Ohlson's early work was included in an exhibit organized by art historian E. C. Goossen at the Hudson River Museum titled "8 Young Artists" in 1964, and had a solo show that year at the Fischbach Gallery, the first of seven at that location. Goossen also included work by Ohlson in the 1968 exhibition "The Art of the Real: 1948-1968" at the Museum of Modern Art which focused on the development and history of geometric art in the United States. Sharply defined and repeated geometric shapes were characteristic of his earliest painting, that were described by Goossen as depicting "yellowish pink and green dawns, blue noons, and red-orange sunsets that swiftly slide from purple to black", hypothesizing that Ohlson's experience growing up and working long days on the family's farm gave him a unique passion for color. Ohlson was recognized with a Guggenheim Fellowship in 1968.
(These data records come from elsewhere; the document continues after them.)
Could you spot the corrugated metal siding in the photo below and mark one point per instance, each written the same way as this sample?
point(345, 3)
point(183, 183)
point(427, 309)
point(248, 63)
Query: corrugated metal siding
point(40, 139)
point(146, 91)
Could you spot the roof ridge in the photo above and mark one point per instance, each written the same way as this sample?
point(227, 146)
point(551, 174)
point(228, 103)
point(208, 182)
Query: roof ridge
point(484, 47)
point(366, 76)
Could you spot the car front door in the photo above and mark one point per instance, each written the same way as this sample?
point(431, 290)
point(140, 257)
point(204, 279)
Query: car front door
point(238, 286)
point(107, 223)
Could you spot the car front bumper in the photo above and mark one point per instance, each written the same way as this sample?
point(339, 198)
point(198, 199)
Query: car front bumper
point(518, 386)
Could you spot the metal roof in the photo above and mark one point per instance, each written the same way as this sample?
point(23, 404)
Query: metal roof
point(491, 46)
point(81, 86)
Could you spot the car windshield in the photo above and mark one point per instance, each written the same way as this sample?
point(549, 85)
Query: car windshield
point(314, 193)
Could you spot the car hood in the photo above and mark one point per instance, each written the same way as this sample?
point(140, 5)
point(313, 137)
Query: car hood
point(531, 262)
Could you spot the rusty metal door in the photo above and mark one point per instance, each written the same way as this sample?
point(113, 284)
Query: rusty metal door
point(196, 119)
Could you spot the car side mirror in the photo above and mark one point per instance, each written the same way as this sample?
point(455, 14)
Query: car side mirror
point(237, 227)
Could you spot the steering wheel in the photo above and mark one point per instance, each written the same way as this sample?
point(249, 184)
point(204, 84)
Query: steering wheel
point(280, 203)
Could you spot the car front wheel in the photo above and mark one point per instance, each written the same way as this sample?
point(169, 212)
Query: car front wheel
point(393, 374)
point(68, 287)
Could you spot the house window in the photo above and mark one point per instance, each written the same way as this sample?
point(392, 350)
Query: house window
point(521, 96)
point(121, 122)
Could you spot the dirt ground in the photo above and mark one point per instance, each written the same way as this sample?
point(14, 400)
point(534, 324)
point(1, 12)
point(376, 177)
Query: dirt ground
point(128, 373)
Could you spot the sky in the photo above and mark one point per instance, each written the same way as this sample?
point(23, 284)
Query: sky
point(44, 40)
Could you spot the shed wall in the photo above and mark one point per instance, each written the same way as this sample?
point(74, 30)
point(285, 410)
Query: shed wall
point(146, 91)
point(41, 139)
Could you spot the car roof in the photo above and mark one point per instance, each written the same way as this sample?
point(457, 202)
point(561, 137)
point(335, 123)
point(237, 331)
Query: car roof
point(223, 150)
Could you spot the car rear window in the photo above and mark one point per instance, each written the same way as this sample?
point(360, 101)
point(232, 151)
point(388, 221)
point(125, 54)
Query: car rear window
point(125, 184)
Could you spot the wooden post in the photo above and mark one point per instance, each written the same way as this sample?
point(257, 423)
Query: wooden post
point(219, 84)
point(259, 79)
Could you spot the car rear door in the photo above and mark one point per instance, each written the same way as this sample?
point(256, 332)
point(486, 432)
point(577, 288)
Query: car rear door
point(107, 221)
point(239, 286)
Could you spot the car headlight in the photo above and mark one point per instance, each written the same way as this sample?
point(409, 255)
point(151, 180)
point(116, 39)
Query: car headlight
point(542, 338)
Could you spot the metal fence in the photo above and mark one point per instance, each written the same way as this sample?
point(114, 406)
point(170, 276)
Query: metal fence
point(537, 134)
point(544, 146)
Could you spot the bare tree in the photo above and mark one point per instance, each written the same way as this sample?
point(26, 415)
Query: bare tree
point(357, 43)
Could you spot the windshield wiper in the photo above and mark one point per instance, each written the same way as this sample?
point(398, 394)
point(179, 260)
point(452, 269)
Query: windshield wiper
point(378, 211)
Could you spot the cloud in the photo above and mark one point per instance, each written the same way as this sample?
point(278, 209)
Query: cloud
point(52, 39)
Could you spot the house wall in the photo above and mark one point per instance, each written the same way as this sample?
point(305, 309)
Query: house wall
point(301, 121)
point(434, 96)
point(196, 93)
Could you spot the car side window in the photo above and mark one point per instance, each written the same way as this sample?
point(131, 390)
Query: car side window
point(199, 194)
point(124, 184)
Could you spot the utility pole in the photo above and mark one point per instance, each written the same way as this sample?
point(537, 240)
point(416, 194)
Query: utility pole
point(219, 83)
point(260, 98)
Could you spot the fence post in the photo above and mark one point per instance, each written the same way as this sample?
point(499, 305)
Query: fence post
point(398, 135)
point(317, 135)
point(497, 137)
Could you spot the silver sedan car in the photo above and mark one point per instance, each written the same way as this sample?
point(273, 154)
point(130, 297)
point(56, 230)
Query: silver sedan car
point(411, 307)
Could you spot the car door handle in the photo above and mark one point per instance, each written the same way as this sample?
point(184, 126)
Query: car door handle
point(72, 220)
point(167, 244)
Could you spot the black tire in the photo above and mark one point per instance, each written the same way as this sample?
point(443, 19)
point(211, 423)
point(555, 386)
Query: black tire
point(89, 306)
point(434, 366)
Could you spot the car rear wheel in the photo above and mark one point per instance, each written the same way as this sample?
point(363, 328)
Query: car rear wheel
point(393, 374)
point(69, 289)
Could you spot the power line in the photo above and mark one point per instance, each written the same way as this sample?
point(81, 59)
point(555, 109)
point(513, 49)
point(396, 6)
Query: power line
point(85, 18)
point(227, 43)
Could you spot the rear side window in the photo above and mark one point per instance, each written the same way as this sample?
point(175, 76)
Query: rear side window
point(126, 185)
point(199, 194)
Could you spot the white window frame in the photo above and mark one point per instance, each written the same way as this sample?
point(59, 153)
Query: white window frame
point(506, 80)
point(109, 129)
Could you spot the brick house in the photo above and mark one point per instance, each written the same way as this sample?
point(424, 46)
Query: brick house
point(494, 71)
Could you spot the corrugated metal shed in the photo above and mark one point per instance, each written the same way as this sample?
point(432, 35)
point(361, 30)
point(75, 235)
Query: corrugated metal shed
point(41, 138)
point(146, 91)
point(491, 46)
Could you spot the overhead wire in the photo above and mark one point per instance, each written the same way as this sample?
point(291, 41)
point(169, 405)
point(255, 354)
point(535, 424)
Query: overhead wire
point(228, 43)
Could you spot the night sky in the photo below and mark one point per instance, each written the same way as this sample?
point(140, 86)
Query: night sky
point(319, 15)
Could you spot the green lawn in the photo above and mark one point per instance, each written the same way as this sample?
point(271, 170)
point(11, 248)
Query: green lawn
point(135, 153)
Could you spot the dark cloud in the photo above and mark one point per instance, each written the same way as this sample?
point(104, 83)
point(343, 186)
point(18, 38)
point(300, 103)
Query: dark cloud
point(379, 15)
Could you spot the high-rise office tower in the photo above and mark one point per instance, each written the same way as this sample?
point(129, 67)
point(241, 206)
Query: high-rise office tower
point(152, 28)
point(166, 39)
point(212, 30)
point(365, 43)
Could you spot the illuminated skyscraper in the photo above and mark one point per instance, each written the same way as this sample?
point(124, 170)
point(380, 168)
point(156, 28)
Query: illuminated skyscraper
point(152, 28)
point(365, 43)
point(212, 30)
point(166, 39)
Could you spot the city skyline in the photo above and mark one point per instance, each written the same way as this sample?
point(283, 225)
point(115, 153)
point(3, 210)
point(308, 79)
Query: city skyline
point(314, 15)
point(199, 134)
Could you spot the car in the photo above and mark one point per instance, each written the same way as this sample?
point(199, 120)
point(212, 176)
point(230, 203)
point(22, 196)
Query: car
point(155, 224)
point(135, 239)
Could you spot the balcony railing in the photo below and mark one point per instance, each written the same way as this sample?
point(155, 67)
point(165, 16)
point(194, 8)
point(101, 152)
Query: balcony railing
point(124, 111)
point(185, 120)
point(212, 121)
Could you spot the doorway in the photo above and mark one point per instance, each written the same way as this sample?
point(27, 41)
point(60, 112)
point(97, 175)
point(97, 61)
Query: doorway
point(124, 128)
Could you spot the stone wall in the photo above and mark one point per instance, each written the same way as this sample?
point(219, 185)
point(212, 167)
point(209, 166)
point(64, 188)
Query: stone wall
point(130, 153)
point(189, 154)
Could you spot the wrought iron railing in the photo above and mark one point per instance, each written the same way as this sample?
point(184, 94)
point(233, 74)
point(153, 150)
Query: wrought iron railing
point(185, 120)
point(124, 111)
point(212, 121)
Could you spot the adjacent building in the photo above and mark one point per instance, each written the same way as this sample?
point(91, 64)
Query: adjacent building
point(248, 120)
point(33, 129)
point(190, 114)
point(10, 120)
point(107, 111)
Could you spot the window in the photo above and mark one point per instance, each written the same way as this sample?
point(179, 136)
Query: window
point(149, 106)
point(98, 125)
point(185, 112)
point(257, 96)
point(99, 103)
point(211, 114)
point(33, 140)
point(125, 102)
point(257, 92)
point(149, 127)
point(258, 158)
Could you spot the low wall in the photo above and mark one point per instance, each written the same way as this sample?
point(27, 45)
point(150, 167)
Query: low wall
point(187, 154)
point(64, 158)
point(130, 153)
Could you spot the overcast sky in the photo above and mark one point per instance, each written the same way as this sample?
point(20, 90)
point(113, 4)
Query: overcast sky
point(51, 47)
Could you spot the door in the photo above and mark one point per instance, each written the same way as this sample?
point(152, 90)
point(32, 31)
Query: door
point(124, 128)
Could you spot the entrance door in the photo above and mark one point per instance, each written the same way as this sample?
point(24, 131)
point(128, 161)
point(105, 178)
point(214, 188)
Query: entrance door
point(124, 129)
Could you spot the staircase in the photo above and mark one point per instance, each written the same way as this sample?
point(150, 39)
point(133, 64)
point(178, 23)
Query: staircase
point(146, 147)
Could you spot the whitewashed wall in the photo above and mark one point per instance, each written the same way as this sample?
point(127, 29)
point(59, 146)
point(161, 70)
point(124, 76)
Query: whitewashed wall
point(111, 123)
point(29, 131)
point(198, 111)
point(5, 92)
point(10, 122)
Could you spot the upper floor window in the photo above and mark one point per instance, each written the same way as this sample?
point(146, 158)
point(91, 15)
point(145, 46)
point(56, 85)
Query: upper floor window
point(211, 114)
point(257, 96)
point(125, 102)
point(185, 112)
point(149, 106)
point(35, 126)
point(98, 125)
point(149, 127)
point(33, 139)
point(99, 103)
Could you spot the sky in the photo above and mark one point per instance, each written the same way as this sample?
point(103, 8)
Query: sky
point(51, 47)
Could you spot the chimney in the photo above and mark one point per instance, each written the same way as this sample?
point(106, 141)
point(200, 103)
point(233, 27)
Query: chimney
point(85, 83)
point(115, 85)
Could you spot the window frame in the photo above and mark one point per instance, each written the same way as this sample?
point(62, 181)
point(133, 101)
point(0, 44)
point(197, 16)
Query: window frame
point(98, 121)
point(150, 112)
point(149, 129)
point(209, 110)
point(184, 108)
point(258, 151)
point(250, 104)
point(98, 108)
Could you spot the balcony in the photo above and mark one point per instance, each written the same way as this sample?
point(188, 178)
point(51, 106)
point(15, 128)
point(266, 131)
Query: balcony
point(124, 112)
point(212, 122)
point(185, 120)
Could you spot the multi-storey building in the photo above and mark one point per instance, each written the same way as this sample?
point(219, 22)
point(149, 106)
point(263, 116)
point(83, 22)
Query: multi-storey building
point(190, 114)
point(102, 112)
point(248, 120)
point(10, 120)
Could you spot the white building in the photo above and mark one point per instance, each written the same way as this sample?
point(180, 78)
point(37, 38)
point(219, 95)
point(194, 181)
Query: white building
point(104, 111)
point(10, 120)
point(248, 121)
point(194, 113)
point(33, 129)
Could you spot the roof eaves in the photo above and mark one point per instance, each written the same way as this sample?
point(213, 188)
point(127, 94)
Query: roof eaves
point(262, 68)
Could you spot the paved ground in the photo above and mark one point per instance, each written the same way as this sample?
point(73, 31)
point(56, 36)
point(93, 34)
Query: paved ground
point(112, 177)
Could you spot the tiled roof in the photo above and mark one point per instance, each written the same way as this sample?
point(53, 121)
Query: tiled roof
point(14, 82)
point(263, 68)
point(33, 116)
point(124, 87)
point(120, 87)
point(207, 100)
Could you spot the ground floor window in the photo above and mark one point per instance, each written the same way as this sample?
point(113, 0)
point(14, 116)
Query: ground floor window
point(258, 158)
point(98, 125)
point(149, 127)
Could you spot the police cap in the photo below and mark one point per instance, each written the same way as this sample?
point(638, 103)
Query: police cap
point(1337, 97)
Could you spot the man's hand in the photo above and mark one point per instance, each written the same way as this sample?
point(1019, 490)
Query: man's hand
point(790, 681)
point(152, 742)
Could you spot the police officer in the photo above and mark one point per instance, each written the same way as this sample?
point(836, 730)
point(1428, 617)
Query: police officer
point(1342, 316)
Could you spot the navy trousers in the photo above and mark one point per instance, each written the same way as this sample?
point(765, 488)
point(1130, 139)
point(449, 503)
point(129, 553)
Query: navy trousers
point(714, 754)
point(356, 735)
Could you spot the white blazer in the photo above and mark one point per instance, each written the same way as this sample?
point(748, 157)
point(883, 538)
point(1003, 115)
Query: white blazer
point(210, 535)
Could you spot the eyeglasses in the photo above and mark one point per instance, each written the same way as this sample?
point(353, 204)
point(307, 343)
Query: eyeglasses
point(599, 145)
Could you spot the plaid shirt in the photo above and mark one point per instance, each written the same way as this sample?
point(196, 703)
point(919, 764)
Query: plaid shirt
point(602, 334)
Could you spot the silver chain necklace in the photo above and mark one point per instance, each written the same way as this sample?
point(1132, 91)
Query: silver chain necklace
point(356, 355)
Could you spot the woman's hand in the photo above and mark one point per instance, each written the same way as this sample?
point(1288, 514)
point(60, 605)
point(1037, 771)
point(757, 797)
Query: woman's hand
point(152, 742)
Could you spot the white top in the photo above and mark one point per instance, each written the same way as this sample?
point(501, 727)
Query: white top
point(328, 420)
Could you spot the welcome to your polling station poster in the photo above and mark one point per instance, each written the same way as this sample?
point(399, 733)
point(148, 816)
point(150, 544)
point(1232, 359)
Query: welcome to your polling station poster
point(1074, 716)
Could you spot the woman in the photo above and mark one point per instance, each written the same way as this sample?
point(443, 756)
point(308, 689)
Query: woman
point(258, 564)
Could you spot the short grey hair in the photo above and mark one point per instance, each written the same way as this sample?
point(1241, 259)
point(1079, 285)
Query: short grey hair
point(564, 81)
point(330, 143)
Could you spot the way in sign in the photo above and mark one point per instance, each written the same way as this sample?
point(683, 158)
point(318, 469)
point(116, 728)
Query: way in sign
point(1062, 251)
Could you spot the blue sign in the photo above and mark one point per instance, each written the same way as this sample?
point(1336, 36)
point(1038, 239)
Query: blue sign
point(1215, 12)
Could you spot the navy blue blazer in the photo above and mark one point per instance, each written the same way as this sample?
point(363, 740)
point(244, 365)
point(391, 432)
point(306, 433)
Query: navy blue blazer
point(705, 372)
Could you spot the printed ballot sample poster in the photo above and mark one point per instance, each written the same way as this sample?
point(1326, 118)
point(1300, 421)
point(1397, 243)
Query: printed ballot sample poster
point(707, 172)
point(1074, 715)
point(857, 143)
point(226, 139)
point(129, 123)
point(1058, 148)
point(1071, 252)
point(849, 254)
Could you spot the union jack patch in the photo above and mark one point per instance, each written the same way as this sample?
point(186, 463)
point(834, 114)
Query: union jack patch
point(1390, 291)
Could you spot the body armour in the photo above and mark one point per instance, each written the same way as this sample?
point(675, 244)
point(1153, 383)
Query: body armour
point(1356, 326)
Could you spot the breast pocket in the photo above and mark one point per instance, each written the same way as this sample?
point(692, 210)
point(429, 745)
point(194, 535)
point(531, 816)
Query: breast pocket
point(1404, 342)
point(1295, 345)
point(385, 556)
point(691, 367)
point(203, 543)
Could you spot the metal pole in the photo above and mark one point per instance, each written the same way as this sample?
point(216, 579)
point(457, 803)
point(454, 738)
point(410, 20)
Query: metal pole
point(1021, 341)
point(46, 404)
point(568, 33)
His works in the 1970s and 1980s, often featured at Susan Caldwell Inc., had characteristically rougher backgrounds. His later work was displayed in numerous solo exhibitions at the Andre Zarre Gallery, in addition to surveys of his work at Bennington College and at Hunter College, where he taught for 35 years. His works are included in the collections of the Brooklyn Museum, the Metropolitan Museum of Art and the Whitney Museum of American Art.

Ohlson died at age 73 on June 29, 2010, after a fall in front of his Manhattan apartment. He was survived by his second wife, Michele Toohey. He was divorced from his first wife, painter Jane Kaufman.